The available books ranged widely in terms of subject area and included sports and pop culture books, series books (Goosebumps and Captain Underpants), and books with cultural relevance for minority students. Nine of the ten most frequently selected books were series books or explored pop-culture themes.

“We know that children will read books that interest them, and most kids are interested in pop culture,” says McGill-Franzen. “Reading, regardless of the subject, builds competency and the stamina necessary to take on ever more challenging books.”

The conclusion that what children read is much less important than that they read may be intuitive, but it’s not necessarily universally embraced. Some parents and teachers may cringe when they see a child reading The Unauthorized Biography of
Britney Spears (the top choice among participants in the study’s first year), or engrossed in a Gossip Girl book that broaches the subject of teen sexuality. Research indicates that reading these books—or, for that matter, any books—imparts important skills.

Access Breeds Success

The study’s findings, based on student performance on Florida’s standardized achievement tests, were dramatic: Children who received the free books retained reading skills over the summer, while the other group’s skills continued to erode. The program was deemed as effective as summer school attendance in preventing summer reading setback, and at a much lower cost.

Without ongoing practice, say Allington and McGill-Franzen, reading skills atrophy, much as a sprinter’s speed declines after two or more months without training. And the disparity in access and the resulting summer reading loss account for about 80 percent of the reading achievement gap that separates economically disadvantaged children from their more affluent peers.

A University of Missouri study actually quantified the disparity. While middle- and upper-income students gain two months of reading proficiency over the summer, kids from lower-income homes lose a month, creating an annual achievement gap of three months. Unfortunately, the gap only widens as these children advance through school.

“By the end of third grade, kids from Title I schools are one year behind their more-affluent peers in reading achievement. By sixth grade, they’re two years behind. By ninth grade, they’re three years behind,” says Allington. By grade twelve the gap has grown to four years, “but by then half of the Title I kids have already dropped out of school.”

Closing the Gap

Published in the journal Reading Psychology, Allington and McGill-Franzen’s study demonstrates that closing the rich–poor reading achievement gap isn’t complicated or labor intensive. And the book giveaways need not continue indefinitely.

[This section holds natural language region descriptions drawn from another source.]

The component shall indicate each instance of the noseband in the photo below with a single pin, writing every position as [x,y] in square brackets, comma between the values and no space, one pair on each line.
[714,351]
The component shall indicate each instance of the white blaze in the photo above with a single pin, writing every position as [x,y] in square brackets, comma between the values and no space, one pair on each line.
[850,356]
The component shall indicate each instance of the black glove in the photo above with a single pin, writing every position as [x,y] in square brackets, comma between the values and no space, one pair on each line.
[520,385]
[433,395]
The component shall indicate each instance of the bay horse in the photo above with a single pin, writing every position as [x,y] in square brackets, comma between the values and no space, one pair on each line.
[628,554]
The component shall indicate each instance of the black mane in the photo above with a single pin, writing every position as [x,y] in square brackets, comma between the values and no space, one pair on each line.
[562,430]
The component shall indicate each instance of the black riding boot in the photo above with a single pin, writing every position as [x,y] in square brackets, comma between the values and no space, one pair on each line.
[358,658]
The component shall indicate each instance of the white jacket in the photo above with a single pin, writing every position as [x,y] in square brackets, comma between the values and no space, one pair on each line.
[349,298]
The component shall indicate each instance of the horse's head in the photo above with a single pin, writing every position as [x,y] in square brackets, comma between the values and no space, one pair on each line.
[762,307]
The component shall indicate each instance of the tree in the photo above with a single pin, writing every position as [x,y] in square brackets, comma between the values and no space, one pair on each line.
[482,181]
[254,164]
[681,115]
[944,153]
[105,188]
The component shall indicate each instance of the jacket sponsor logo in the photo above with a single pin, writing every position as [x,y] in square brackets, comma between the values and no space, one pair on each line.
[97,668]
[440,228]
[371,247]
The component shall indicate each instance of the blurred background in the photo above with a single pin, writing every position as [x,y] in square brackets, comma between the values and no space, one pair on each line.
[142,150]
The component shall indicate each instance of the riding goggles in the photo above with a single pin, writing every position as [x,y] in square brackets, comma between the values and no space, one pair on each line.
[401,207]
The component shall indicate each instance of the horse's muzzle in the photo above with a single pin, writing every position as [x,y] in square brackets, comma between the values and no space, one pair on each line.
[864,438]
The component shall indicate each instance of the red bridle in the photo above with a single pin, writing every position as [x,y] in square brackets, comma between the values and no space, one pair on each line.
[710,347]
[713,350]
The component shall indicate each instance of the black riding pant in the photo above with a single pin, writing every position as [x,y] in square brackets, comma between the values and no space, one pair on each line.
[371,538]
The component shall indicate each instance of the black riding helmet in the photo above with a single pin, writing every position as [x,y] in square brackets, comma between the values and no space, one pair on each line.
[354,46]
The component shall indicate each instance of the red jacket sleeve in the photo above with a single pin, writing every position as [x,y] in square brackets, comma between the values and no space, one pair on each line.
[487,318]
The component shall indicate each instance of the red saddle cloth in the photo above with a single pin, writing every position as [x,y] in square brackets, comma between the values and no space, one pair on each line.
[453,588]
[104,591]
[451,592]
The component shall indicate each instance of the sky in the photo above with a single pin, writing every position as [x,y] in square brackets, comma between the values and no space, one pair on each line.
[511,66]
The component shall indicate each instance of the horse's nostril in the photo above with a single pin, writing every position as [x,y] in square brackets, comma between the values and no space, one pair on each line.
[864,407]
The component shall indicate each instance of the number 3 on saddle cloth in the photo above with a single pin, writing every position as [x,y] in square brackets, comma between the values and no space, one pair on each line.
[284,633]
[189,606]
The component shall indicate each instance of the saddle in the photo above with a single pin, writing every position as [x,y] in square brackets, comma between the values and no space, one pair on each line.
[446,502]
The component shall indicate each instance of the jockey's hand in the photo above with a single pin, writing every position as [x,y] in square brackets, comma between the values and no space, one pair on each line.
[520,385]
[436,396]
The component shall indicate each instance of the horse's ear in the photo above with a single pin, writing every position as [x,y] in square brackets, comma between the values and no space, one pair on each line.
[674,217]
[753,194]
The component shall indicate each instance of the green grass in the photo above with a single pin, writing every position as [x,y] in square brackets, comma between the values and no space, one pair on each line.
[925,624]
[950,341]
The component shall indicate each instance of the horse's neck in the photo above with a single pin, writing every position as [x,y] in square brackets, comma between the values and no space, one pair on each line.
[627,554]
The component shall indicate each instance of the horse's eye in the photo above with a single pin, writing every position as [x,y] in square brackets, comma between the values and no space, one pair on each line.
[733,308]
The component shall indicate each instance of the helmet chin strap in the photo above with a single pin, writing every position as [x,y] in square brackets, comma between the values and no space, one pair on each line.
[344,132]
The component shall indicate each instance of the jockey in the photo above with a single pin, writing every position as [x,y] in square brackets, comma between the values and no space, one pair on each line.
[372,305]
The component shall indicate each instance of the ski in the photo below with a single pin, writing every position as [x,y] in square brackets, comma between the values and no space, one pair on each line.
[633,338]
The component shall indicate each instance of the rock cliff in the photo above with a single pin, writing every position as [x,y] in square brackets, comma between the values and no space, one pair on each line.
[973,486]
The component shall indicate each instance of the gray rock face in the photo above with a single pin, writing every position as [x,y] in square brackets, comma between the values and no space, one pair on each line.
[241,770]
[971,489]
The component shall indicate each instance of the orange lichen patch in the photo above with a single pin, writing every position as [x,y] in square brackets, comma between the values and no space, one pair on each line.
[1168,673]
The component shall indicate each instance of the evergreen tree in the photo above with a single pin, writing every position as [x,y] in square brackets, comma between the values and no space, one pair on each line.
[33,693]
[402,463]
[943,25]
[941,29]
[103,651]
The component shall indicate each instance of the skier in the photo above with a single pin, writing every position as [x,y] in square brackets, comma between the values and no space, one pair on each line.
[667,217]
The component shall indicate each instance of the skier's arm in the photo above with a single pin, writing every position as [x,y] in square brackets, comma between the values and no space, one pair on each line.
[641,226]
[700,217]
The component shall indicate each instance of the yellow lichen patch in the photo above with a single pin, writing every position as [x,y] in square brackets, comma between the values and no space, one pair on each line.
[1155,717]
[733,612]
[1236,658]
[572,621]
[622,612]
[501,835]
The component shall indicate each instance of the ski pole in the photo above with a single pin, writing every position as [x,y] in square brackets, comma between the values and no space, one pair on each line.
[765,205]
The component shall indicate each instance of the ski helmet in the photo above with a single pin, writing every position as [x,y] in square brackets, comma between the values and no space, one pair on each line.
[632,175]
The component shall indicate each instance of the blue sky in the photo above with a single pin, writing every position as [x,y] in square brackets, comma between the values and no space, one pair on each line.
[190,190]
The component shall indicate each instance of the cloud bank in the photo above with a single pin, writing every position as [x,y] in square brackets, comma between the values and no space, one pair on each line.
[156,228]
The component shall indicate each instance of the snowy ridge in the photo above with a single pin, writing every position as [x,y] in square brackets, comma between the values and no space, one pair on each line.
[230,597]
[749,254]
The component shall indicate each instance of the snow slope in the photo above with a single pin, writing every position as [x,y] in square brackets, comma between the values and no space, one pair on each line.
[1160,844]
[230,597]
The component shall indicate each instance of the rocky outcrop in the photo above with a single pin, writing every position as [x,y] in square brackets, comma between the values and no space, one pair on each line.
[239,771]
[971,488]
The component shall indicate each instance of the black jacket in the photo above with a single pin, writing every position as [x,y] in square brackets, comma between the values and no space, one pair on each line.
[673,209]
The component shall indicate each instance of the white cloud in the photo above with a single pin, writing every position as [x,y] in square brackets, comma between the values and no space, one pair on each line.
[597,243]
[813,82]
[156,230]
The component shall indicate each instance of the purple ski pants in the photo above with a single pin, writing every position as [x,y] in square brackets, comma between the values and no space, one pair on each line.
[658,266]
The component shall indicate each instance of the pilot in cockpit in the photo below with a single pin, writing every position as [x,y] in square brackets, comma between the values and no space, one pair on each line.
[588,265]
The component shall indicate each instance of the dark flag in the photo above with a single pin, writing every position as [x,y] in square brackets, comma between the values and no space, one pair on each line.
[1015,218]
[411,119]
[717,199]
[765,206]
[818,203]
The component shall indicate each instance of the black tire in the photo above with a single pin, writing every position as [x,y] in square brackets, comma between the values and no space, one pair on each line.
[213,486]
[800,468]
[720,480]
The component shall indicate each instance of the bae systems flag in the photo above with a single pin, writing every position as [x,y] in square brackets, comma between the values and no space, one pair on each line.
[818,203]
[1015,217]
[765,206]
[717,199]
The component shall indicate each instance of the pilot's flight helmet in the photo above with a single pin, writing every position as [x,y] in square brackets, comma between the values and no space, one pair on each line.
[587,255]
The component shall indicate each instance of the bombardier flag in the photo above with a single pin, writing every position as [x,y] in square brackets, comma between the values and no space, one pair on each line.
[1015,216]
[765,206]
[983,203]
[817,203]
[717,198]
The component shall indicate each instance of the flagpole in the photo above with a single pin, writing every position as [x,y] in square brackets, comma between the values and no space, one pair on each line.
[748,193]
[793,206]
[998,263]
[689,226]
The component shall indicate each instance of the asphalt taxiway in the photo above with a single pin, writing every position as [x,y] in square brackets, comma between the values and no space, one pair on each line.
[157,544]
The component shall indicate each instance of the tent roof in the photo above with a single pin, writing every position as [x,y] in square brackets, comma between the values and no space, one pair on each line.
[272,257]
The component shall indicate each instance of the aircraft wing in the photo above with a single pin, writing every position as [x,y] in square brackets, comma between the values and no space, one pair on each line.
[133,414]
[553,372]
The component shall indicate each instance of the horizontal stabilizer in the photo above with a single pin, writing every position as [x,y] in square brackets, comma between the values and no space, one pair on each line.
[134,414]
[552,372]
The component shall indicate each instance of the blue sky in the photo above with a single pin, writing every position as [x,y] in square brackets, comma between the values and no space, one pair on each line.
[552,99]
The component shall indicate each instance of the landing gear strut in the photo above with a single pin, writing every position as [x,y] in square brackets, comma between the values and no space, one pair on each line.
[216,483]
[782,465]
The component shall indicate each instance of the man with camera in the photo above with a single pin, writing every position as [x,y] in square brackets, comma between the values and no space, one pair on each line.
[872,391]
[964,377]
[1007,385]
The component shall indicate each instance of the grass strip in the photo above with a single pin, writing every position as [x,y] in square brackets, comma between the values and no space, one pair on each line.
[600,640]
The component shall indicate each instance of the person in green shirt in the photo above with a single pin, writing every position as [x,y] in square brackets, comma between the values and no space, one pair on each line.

“Economically disadvantaged children who are reading at grade level by the end of third grade graduate from high school at the same rate as children from middle- and upper-income families,” says Allington, who, for that reason, suggests providing younger (K–3) children with proportionately more free books than their older counterparts.

Nor is such intervention expensive. In fact, in the Florida study, the annual cost per student was only about $60.

Based on Allington and McGill-Franzen’s research, there is a greater understanding on how to stem, or even reverse, summer reading setback. Were we inclined to put it in the language of a parable, it might read thus: Give a child a book (and let them choose the title), and chances are good they will read for a lifetime.